Investors are increasingly asking for Global Real Estate Sustainability Benchmark reports, and tenants are speaking the same language, asking for WELL Building Standards performance before making their final decision.
bicycles - renewable energy for transportation

Market competition and investment appeal will be driven by health — health of people and health of the planet — and it will happen across all industry sectors. Every company has had to pivot, and has had to communicate that pivot to their consumers. Such transparency has set a new standard, and consumers have higher disclosure expectations as a result. New-to-market companies that can help landlords, hoteliers, and owners in the logistics sector take those forward steps will be well rewarded. 

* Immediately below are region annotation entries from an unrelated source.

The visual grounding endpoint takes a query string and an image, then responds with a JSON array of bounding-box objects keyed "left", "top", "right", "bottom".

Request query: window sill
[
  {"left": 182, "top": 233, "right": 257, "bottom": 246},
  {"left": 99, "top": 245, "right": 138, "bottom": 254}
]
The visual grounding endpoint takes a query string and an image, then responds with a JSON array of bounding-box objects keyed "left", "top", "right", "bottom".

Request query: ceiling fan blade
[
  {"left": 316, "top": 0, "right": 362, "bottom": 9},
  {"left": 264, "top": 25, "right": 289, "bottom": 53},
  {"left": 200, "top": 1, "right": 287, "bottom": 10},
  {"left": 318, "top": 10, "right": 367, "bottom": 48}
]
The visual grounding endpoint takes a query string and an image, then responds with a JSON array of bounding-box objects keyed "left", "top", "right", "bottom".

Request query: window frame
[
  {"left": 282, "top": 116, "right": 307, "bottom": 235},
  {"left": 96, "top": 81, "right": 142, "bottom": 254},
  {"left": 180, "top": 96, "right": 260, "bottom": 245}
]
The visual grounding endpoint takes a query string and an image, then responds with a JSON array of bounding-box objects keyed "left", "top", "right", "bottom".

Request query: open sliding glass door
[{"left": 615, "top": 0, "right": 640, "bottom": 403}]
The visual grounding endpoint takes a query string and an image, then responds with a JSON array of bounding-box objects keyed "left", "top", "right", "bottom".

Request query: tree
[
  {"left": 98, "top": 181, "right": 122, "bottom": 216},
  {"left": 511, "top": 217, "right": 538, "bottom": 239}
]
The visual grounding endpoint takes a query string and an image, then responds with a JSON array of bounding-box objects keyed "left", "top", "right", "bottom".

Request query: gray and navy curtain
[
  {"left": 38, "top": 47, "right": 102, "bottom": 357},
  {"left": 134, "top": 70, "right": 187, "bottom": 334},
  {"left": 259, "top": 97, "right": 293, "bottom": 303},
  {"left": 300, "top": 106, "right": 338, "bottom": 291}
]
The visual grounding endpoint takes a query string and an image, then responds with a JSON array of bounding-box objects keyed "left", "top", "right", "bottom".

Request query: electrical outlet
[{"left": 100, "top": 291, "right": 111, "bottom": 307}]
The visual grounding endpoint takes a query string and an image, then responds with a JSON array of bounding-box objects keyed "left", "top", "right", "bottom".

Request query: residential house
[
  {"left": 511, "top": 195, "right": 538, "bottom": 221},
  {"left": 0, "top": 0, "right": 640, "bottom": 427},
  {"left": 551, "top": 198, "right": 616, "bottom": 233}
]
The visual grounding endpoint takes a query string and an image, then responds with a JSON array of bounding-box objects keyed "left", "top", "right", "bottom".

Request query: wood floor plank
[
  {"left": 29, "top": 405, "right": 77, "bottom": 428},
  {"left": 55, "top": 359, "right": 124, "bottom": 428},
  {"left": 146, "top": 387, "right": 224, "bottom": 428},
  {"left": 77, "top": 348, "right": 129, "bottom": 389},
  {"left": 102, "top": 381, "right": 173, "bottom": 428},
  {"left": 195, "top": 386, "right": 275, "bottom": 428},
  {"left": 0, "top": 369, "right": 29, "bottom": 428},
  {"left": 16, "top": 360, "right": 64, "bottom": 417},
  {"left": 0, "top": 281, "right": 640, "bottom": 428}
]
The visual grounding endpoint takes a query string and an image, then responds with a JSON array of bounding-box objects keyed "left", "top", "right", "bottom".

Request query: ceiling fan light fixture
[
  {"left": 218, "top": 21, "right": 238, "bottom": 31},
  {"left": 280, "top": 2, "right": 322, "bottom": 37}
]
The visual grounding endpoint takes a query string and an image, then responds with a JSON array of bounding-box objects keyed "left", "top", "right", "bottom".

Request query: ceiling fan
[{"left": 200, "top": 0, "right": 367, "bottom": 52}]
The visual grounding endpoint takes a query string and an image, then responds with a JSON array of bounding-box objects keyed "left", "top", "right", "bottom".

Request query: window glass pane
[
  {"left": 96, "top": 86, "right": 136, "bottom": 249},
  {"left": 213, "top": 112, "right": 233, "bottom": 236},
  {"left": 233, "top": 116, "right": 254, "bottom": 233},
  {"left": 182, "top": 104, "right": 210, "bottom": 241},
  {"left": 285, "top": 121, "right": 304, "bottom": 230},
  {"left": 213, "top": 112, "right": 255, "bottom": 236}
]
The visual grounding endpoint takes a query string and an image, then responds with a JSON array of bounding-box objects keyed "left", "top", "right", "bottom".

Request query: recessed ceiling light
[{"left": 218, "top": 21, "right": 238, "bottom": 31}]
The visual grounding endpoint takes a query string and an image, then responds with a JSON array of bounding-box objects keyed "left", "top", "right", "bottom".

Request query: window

Letting the Numbers Speak for Themselves

Earlier in the COVID-19 outlook, Morningstar demonstrated that companies with strong environmental, social and governance (ESG) practices are outperforming their peers. They’re more profitable, less volatile, and better at mitigating business risks that lead to bankruptcies. Companies with higher ESG ratings suffered less from COVID-19 sell offs, and ESG funds gathered a reported $10.5 billion in the first quarter of 2020. The average return across the thirteen ESG funds available to US investors in 2021 was strong at 29.2%.
Efforts were made throughout the pandemic to support those trends, and I’m expecting the same kind of investment activity to continue. Earlier, Goldman Sachs Group announced a new council of traders, sales staff and other experts to join forces on sustainable finance and investing. They aim to help clients continue to achieve climate change through investment commitments and profitable, sustainable portfolios. The council consists of 20 members who compare strategies and success for teams based in the Americas, Europe and Asia.